Casomai nel criterio che uso IO, perchè a quanto ho visto a te sta benissimo quello che è successo, la cosa per la "giustizia" è risultata irrilevante così come lo è risultata per te. Per il semplice motivo che si è esaurito lo scopo della discussione: a te sta bene avere un premier racconta-balle, a me no. Questione di gusti, e come tali, non si discutono.
link dell'articolo : http://www.ilfattoquotidiano.it/2011/06/02/denuncia-berlusconi-ha-detto-frasi-xenofobe/115434/
tanto, uno +, uno -....... c'era anche questo, pochi giorni fa: Chi vota a sinistra non ha cervello: donna 75enne di Cremona querela Berlusconi CREMONA - «Una frase infelice, che mi offende come cittadina italiana». È questa la motivazione che ha spinto Teresa Paola Cremona di Vailate (Cremona), 75 anni, a querelare Silvio Berlusconi. La frase alla quale la donna si riferisce è quella che il presidente del Consiglio ha pronunciato qualche giorno fa a proposito del voto del ballottaggio per le elezioni amministrative di oggi e domani: «Chi vota a sinistra è senza cervello». La querela è stata presentata dalla Cremona oggi presso il commissariato di polizia di Bonola in via Falck a Milano, città dove la donna ha la residenza. «Querelo il signor Silvio Berlusconi mio presidente del Consiglio - si legge nella prima parte della denuncia, contenuta in un foglio scritto a mano - in quanto viviamo in una società democratica, dove ciascuno deve poter esprimere le proprie idee e le proprie volontà senza venire attaccato oppure offeso da chi dovrebbe invece rappresentare la pace e la liberta' di pensiero. Sono una donna libera - ha scritto ancora l'anziana - e libera voglio rimanere, senza essere condizionata da nessuno. Voglio rispetto da parte di chi è preposto a difendere tutto questo. La frase secondo cui chi vota a sinistra è senza cervello è veramente infelice. Come cittadina italiana mi sento offesa perché questa frase è uno schiaffo alla democrazia e alla libertà di pensiero».
...In effetti ha fatto bene. Siamo stufi di 'ste continue uscite da bambini dell'asilo su chi vota SX. E una volta non si lavano, e una volta son co******, e una volta senza cervello..... Basta Silvio, hai rotto. Fatti i cavoli tuoi e pensa ai tuoi di elettori.
Non vi sarà alcun processo. Quelli sono querelanti per "sport". Art. 68 Costituzione, insindacabilità dei Parlamentari: «I membri del Parlamento non possono essere chiamati a rispondere delle opinioni espresse e dei voti dati nell'esercizio delle loro funzioni.»
In teoria i Parlamentari possono insultare chi, cosa, come, dove e quando vogliono. Lo stesso De Magistris quando era Parlamentare Europeo ne usurfruì più di una volta.
Infatti sbaglia a dirlo.

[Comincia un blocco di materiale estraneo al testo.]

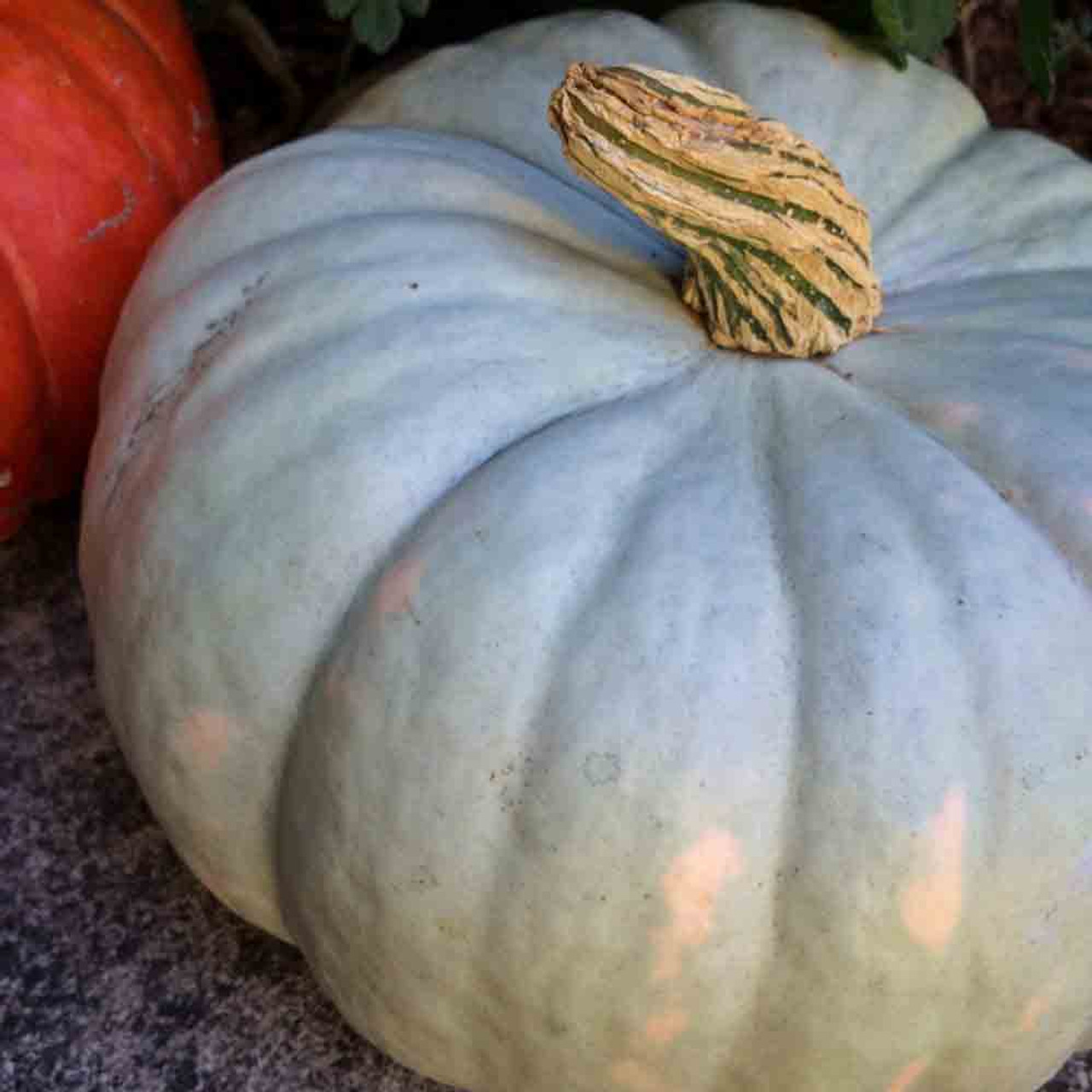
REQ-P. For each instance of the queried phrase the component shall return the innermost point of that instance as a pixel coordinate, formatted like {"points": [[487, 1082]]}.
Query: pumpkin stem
{"points": [[779, 252]]}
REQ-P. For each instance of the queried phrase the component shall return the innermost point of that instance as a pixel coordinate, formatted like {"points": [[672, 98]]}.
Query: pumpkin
{"points": [[596, 708], [108, 130]]}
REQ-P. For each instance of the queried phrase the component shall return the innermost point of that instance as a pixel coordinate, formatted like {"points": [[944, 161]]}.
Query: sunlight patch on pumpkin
{"points": [[1034, 1011], [909, 1076], [932, 904], [691, 887]]}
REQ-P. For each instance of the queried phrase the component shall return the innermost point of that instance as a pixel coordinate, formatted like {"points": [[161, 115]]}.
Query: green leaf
{"points": [[1037, 45], [378, 23], [915, 26], [341, 9]]}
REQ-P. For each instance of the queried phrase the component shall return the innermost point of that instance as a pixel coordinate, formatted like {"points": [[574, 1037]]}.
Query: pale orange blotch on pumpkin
{"points": [[909, 1076], [932, 905], [1034, 1011], [206, 736], [398, 588], [632, 1075], [690, 889], [664, 1028]]}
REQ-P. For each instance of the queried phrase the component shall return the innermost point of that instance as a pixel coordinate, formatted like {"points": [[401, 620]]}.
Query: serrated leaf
{"points": [[378, 23], [915, 26], [1037, 46], [341, 9]]}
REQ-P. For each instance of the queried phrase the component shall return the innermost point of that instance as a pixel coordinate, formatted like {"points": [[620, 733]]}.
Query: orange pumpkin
{"points": [[107, 131]]}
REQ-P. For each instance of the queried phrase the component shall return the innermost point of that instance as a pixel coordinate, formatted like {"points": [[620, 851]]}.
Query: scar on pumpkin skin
{"points": [[690, 889], [909, 1076], [932, 904], [129, 203], [398, 588]]}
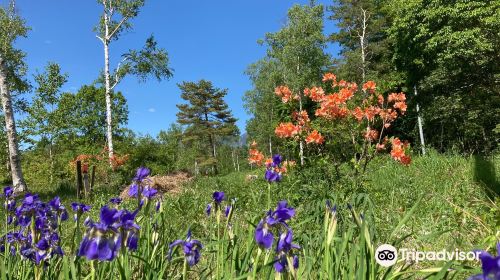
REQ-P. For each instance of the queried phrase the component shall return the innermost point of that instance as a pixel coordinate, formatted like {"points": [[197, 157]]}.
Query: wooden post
{"points": [[92, 179], [79, 179], [420, 129], [86, 184]]}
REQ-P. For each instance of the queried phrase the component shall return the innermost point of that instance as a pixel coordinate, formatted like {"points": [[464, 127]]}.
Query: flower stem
{"points": [[184, 270], [268, 195], [255, 263]]}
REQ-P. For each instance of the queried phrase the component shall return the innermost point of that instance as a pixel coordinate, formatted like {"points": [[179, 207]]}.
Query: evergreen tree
{"points": [[85, 116], [12, 70], [365, 45], [449, 51], [149, 61], [44, 121], [298, 52], [207, 117]]}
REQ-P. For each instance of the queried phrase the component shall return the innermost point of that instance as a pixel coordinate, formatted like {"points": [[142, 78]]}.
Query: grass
{"points": [[438, 202]]}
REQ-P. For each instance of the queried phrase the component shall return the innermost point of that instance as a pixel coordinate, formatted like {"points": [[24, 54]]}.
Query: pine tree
{"points": [[207, 117], [151, 60], [12, 69]]}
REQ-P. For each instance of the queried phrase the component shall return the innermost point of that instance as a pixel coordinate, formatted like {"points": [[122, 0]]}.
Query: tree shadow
{"points": [[485, 174]]}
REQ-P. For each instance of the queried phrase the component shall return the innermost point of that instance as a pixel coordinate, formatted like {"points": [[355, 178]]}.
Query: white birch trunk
{"points": [[301, 144], [10, 126], [362, 42], [109, 127], [420, 129]]}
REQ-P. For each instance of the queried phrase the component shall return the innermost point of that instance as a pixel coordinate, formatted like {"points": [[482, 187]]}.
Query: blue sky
{"points": [[214, 40]]}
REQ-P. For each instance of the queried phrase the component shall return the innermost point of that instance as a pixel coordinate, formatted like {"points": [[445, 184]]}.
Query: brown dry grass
{"points": [[167, 184]]}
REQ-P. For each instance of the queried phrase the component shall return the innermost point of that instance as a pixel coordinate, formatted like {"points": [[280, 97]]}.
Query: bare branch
{"points": [[117, 27], [100, 38], [117, 78]]}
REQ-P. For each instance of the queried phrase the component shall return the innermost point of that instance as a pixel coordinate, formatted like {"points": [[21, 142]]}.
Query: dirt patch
{"points": [[171, 183]]}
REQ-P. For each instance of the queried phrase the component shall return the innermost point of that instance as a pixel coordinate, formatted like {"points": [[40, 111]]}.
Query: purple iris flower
{"points": [[190, 247], [273, 173], [103, 240], [133, 190], [490, 266], [277, 159], [263, 232], [8, 192], [263, 235], [56, 204], [208, 210], [281, 263], [272, 176], [331, 208], [227, 211], [141, 174], [80, 207], [218, 197], [116, 200], [285, 242], [149, 192], [39, 243]]}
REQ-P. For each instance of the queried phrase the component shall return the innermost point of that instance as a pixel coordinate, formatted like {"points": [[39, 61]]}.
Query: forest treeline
{"points": [[443, 54]]}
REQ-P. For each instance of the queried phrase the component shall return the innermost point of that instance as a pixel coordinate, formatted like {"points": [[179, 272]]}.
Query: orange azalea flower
{"points": [[395, 97], [401, 105], [371, 134], [380, 147], [284, 92], [398, 151], [371, 112], [301, 117], [345, 94], [315, 137], [405, 160], [315, 93], [331, 111], [286, 130], [255, 157], [380, 99], [369, 86], [358, 114], [254, 144], [352, 86], [330, 77]]}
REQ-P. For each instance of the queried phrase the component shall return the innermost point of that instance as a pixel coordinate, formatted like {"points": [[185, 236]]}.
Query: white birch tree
{"points": [[149, 61], [12, 68]]}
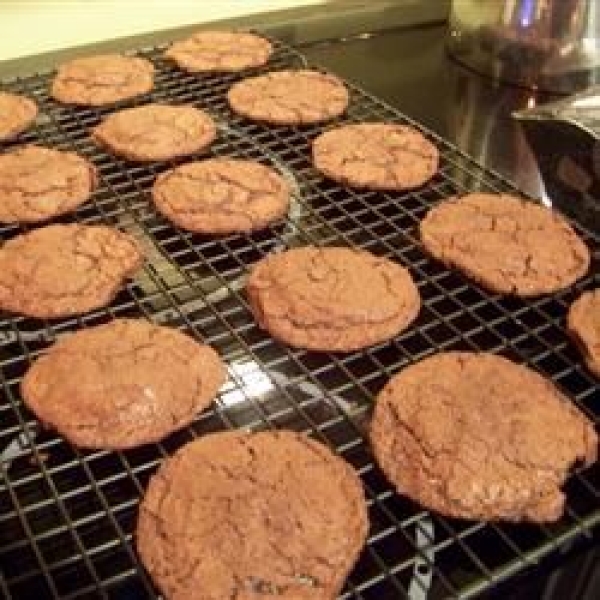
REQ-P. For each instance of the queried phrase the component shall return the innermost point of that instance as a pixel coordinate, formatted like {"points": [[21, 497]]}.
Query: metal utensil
{"points": [[553, 45]]}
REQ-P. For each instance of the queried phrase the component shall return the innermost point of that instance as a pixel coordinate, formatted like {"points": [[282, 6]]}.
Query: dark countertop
{"points": [[410, 69]]}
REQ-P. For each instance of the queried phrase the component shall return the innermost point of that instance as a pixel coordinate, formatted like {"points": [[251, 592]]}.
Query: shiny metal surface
{"points": [[410, 69], [552, 45]]}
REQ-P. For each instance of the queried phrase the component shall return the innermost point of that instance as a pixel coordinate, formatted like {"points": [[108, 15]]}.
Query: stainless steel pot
{"points": [[553, 45]]}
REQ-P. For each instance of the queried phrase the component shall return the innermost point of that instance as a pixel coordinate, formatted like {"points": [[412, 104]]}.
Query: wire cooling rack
{"points": [[67, 517]]}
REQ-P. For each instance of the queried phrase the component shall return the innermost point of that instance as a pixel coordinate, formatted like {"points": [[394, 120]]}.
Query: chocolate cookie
{"points": [[221, 195], [62, 270], [289, 97], [156, 132], [17, 113], [220, 51], [332, 299], [122, 384], [476, 436], [506, 244], [242, 515], [104, 79], [583, 323], [38, 183], [378, 156]]}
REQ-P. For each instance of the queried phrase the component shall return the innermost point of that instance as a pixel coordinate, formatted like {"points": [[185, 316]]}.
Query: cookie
{"points": [[476, 436], [62, 270], [583, 324], [221, 195], [103, 79], [332, 299], [242, 515], [156, 132], [377, 156], [506, 244], [122, 384], [37, 184], [289, 97], [17, 113], [220, 52]]}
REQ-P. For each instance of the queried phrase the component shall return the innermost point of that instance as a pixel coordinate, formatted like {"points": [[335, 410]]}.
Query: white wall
{"points": [[29, 27]]}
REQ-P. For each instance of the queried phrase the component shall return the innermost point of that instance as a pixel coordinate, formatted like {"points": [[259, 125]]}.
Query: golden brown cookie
{"points": [[289, 97], [507, 244], [583, 323], [476, 436], [252, 515], [377, 156], [102, 79], [122, 384], [17, 113], [156, 132], [332, 299], [62, 270], [37, 183], [220, 52], [222, 195]]}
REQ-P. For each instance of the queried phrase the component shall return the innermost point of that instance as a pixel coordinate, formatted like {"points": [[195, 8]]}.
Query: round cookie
{"points": [[242, 515], [156, 132], [221, 195], [103, 79], [62, 270], [378, 156], [289, 97], [476, 436], [37, 184], [332, 299], [220, 52], [122, 384], [17, 113], [506, 244], [583, 324]]}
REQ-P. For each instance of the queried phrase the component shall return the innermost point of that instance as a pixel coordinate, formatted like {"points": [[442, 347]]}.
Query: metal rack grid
{"points": [[67, 516]]}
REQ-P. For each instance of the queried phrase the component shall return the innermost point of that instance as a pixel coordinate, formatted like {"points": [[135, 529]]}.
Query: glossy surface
{"points": [[410, 69], [546, 44]]}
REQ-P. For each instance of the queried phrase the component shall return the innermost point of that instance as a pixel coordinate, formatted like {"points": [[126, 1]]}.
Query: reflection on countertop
{"points": [[410, 69]]}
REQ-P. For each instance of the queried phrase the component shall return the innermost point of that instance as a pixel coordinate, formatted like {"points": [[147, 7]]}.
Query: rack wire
{"points": [[67, 517]]}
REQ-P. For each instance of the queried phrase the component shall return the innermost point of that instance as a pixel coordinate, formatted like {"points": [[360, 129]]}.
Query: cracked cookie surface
{"points": [[102, 79], [506, 244], [583, 323], [220, 52], [17, 113], [156, 132], [122, 384], [477, 436], [250, 516], [37, 183], [378, 156], [289, 97], [62, 270], [332, 298], [221, 196]]}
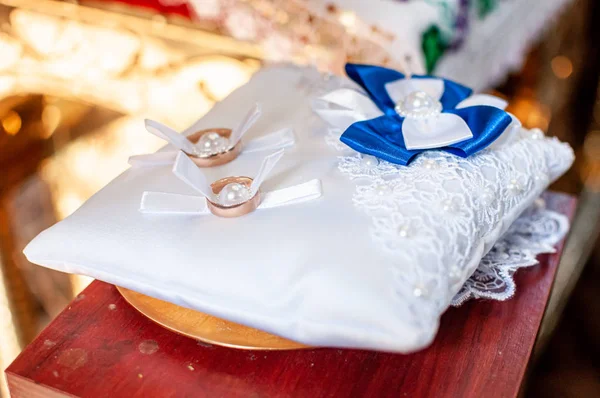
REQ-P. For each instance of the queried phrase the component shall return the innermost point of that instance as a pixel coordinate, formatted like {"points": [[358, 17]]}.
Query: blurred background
{"points": [[77, 78]]}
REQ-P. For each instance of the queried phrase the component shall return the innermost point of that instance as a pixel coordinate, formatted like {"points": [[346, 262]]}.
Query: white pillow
{"points": [[373, 263]]}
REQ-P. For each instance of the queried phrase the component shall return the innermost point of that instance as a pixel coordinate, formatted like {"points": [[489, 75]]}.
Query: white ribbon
{"points": [[188, 172], [171, 203], [277, 140]]}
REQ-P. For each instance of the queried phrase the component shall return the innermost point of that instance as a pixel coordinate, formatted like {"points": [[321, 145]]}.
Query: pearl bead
{"points": [[233, 194], [212, 143], [369, 161], [418, 104]]}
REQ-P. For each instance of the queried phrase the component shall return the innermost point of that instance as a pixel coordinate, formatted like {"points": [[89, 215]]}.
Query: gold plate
{"points": [[205, 327]]}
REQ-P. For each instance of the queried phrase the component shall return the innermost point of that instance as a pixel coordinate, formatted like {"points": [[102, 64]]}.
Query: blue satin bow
{"points": [[382, 137]]}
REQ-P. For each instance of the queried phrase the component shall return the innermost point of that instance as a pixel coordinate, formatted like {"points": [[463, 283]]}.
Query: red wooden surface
{"points": [[101, 347]]}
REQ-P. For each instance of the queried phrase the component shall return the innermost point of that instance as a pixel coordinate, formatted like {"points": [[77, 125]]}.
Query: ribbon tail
{"points": [[170, 203], [305, 192], [381, 137], [373, 79], [487, 124], [153, 159]]}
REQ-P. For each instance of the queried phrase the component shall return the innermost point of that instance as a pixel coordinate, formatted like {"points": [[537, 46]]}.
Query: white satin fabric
{"points": [[279, 139], [187, 171], [318, 272]]}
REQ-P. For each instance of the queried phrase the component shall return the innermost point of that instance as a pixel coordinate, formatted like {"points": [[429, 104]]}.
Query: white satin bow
{"points": [[277, 140], [343, 107], [188, 172]]}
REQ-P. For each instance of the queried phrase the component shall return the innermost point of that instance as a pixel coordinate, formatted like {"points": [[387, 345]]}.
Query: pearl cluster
{"points": [[419, 105], [233, 194], [212, 143]]}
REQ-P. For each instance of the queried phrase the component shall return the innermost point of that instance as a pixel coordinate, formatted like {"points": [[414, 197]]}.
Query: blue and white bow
{"points": [[401, 116]]}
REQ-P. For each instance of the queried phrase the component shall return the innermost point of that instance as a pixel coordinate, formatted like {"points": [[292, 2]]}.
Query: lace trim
{"points": [[438, 217], [537, 231]]}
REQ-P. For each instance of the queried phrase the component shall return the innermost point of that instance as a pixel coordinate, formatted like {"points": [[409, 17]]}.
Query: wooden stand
{"points": [[102, 347]]}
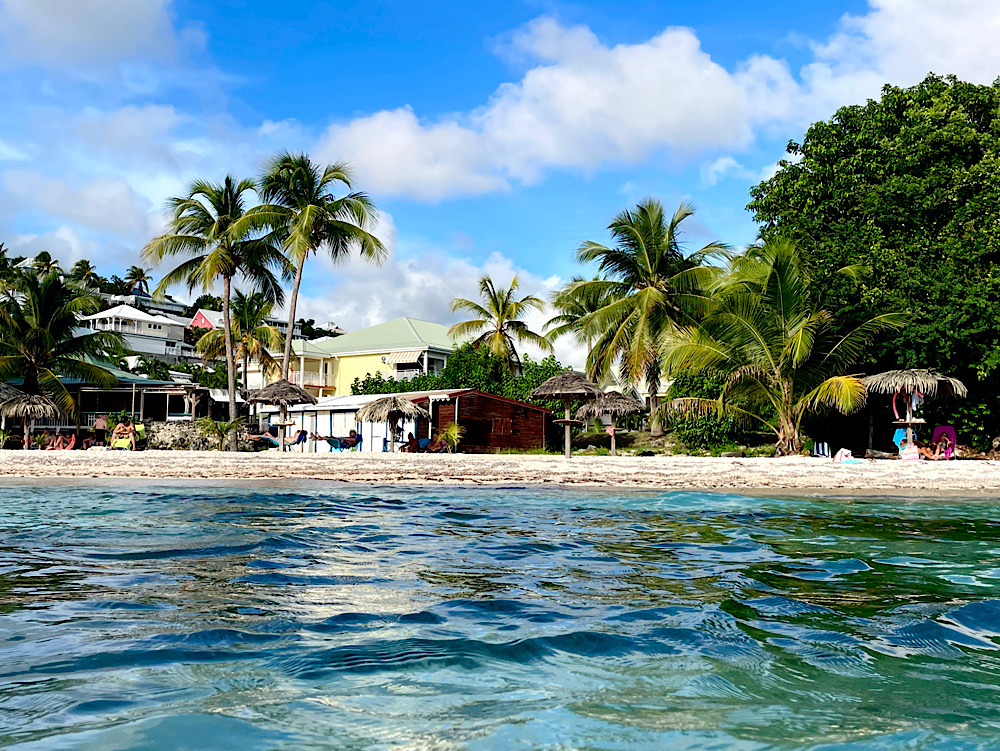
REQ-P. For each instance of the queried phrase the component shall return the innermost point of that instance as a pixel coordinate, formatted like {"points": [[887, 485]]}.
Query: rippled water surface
{"points": [[345, 618]]}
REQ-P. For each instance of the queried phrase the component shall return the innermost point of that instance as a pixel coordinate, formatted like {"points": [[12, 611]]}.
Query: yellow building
{"points": [[397, 349]]}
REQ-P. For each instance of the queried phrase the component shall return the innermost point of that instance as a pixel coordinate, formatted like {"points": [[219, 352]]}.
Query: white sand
{"points": [[677, 472]]}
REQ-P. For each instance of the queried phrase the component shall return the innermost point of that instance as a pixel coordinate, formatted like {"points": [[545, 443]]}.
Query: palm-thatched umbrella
{"points": [[284, 394], [570, 387], [614, 405], [28, 408], [389, 409], [921, 381]]}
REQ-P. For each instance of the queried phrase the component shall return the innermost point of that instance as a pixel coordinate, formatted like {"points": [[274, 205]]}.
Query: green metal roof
{"points": [[401, 333]]}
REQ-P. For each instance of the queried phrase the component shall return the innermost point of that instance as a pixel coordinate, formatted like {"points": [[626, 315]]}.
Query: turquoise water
{"points": [[345, 618]]}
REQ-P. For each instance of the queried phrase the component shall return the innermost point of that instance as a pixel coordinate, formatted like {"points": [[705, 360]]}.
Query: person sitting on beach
{"points": [[124, 429], [100, 429], [941, 449], [348, 442]]}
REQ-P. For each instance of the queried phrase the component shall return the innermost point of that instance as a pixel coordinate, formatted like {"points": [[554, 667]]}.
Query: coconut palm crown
{"points": [[41, 339], [497, 324], [780, 354], [302, 209], [203, 228]]}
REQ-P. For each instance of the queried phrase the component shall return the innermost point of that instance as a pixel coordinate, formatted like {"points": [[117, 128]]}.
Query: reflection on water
{"points": [[386, 618]]}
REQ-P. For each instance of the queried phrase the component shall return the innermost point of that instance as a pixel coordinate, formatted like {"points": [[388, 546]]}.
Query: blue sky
{"points": [[494, 136]]}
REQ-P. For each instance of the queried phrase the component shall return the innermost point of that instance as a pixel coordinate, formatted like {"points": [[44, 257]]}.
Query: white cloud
{"points": [[422, 285], [585, 104], [90, 32], [104, 204]]}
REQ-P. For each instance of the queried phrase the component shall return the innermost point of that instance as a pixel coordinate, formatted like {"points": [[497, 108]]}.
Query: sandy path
{"points": [[796, 473]]}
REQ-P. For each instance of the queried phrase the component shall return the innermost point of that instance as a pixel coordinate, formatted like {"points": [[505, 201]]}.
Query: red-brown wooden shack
{"points": [[491, 422]]}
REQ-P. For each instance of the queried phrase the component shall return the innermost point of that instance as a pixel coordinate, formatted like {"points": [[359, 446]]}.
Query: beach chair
{"points": [[949, 431]]}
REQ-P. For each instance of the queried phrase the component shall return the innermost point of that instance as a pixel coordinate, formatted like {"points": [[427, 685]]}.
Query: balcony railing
{"points": [[306, 378]]}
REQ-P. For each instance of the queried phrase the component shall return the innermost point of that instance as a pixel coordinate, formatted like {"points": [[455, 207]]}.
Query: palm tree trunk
{"points": [[230, 363], [286, 359], [292, 302]]}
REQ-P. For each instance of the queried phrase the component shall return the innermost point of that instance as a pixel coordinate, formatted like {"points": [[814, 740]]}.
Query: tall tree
{"points": [[41, 339], [203, 227], [497, 320], [651, 287], [44, 263], [780, 354], [906, 185], [85, 273], [253, 336], [301, 206], [139, 280]]}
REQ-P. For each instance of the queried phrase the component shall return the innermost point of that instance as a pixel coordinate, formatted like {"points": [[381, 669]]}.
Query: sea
{"points": [[185, 615]]}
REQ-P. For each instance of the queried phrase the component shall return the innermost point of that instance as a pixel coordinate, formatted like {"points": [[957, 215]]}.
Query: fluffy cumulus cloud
{"points": [[420, 284], [88, 32], [585, 104]]}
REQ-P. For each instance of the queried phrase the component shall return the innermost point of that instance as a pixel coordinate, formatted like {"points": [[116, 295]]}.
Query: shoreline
{"points": [[797, 475]]}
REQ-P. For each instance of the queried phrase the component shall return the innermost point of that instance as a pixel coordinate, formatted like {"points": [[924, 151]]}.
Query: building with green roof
{"points": [[397, 349]]}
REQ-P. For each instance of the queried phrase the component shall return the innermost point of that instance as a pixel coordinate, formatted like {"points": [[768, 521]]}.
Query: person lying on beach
{"points": [[124, 429], [348, 442]]}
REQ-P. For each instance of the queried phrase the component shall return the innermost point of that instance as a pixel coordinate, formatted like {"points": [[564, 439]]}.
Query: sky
{"points": [[494, 137]]}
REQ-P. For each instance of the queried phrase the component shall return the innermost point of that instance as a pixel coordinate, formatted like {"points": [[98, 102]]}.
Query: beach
{"points": [[658, 472]]}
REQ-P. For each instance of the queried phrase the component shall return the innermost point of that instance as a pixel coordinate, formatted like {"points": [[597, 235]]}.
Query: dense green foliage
{"points": [[40, 338], [703, 431], [496, 322], [909, 186], [471, 368], [780, 354]]}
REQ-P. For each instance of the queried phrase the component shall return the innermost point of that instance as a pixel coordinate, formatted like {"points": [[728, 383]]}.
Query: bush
{"points": [[701, 431]]}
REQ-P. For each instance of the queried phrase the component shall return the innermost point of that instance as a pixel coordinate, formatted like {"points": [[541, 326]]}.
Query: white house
{"points": [[150, 334]]}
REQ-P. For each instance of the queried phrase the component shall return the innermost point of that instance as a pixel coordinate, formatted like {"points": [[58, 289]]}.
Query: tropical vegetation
{"points": [[497, 324], [302, 210], [204, 229], [253, 337], [906, 185], [780, 354], [40, 338]]}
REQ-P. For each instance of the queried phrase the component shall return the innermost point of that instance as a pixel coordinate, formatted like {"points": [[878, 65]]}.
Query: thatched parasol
{"points": [[284, 394], [389, 409], [28, 408], [914, 381], [569, 387], [612, 404]]}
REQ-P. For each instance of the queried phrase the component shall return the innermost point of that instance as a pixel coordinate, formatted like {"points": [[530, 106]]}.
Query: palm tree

Sono concetti che a destra sono risaputi da secoli, ma si esprimono in situazioni goliardiche e non da chi ricopre incarichi istituzionali.
non è che se cambi "sponda" io la pensi diversamene, sono apolitico nel panorama che mi si propone. Non ho fiducia in nessuno, nessuno mi rappresenta minimamente, in compenso li reputo tutti indistintamente ladri, incapaci, menefreghisti, intrallazzati con il malaffare, nullafacenti a mio/nostro carico!!!!! Se morissero tutti sarebbe solo nuovo cibo per vermi, sicuro io non penerei mai per nessuno di loro... Grazie dell'attenzione.
De Magistris è stato citato non con l'intenzione di "cambiare sponda", bensì per segnalare - a chi volesse intenderlo - come anche uno fra i primi a promuovere la discesa in piazza per delle norme da loro reputate "distorsioni di legge" non ha avuto il pudore di rinunziarvi nel momento in cui sono a lui stesso servite; e vorrei a tal proposito citare il Di Pietro che chiedeva a Berlusconi di rinunziare proprio a questa immunità, avendolo lui querelato (per le note affermazioni sulla falsa laurea).